Gelombang penghilangan Kashmir, kematian misterius menakuti komunitas suku

Kulgam, Kashmir yang dikelola India- Ketika tubuh Showkat Ahmad ditemukan, itu memiliki luka dan mata berlumuran darah. Rambutnya rontok, dan kulit di tangan dan kakinya yang berusia 18 tahun terkelupas, mengingat ayahnya, Mohamad Sadiq.
Itu 16 Maret, tiga hari setelah Sadiq mengetahui bahwa putranya yang lebih tua, Riyaz, 25, juga meninggal, sebulan setelah kedua pemuda itu menghilang.
Menurut putusan resmi pejabat penegak hukum, Showkat dan Riyaz tenggelam di sebuah kanal di wilayah Kulgam Kashmir yang dikelola India, sekitar 10 km (6 mil) dari rumah mereka. Laporan postmortem mereka menunjukkan potensi bunuh diri.
Tetapi Sadiq – dan banyak orang di komunitas suku Gujjar yang dimiliki keluarga – menolak untuk mempercayai narasi itu. Sadiq mengakui bahwa dia tidak yakin siapa yang bertanggung jawab atas hilangnya dan kematian putra -putranya – apakah itu lembaga keamanan atau kelompok bersenjata. Namun, siapa pun itu, Sadiq mengatakan dia yakin ada permainan busuk yang terlibat.
“Ini bukan kecelakaan,” kata ayah berusia 72 tahun itu, suaranya berduka karena kesedihan ketika dia berbicara dengan Al Jazeera di luar rumahnya, di tanah penggembalaan yang terbuka, di mana kerabat dan anggota keluarganya berkumpul untuk menawarkan dukungan kepadanya. “Mereka disiksa dan dibunuh.”

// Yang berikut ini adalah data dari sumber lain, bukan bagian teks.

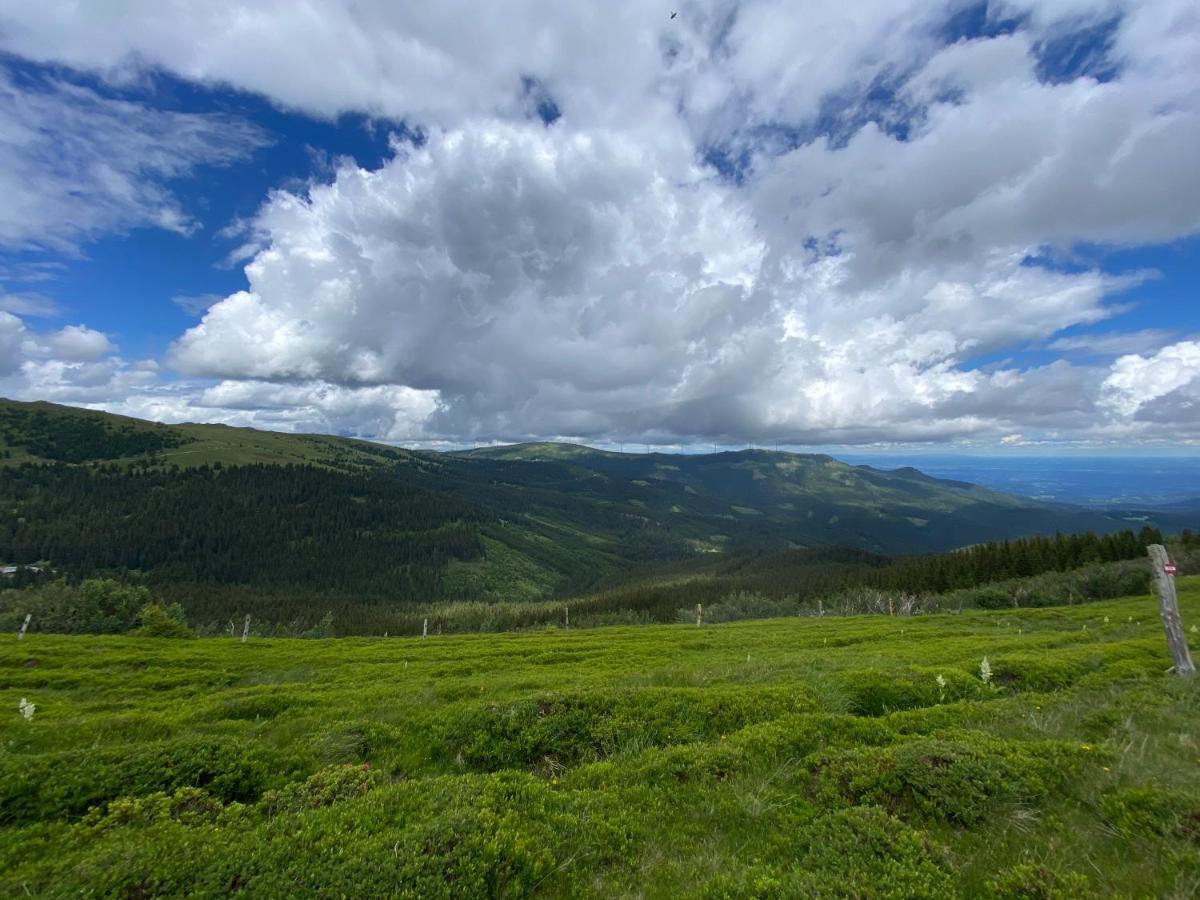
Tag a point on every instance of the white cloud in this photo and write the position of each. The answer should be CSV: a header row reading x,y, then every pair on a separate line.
x,y
895,201
76,165
1138,381
79,343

Bahkan ketika pemerintah membantah tuduhan itu, ketidakpercayaan atas narasinya menangkap ketidakpercayaan yang mendalam dari para pejabat penegak hukum di suatu wilayah yang terguncang oleh serentetan penghilangan baru -baru ini – dengan mayat yang muncul berminggu -minggu kemudian. Mukhtar Ahmad Awan, seorang pria berusia 24 tahun yang juga menghilang bersama dengan Riyaz dan Showkat, masih belum ditemukan.

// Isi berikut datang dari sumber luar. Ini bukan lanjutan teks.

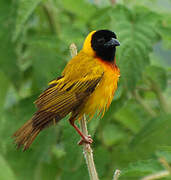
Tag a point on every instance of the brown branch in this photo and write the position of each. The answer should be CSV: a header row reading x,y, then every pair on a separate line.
x,y
88,152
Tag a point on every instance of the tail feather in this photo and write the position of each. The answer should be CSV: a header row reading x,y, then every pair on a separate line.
x,y
26,135
29,131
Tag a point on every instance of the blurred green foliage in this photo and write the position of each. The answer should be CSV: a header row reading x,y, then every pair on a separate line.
x,y
34,48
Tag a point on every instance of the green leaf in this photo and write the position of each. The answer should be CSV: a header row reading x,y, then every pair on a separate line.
x,y
137,35
25,9
158,75
5,170
132,116
112,135
142,168
3,91
153,136
8,60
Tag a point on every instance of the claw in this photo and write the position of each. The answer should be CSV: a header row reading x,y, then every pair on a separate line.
x,y
86,139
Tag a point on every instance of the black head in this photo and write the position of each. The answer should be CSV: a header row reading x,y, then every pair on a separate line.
x,y
104,43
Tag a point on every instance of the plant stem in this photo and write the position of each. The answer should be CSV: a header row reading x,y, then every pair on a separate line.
x,y
87,151
49,12
157,175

Kurangnya kepercayaan pada pemerintahan ditekankan oleh sejarah Kashmir. Sejak awal pemberontakan bersenjata melawan India pada tahun 1989, antara 8.000 dan 10.000 orang Kashmir telah menghilang, menurut asosiasi orang tua orang yang menghilang (APDP), kumpulan kerabat korban penghilangan paksa di Kashmir.
“Putra -putra saya dibunuh secara brutal,” desak Sadiq.
Kunjungan Pernikahan Tragis
Di lahan penggembalaan Chandarkoot yang tenang, sekitar 68 km (39 mil) dari Srinagar, kota terbesar di Kashmir, lanskap berbukit yang ditutupi dengan kenari dan pohon -pohon willow yang menampung kawanan domba milik komunitas Gujjar setempat.
Pada 13 Februari, Riyaz, Showkat dan Mukhtar meninggalkan desa terdekat Qazigund untuk menghadiri pernikahan di daerah Ashmuji terdekat di distrik Kulgam. Mereka tidak pernah mencapai tempat itu.
Sadiq mencoba menelepon putra -putranya di ponsel mereka sekitar pukul 18:10, katanya. Tapi ponsel dimatikan.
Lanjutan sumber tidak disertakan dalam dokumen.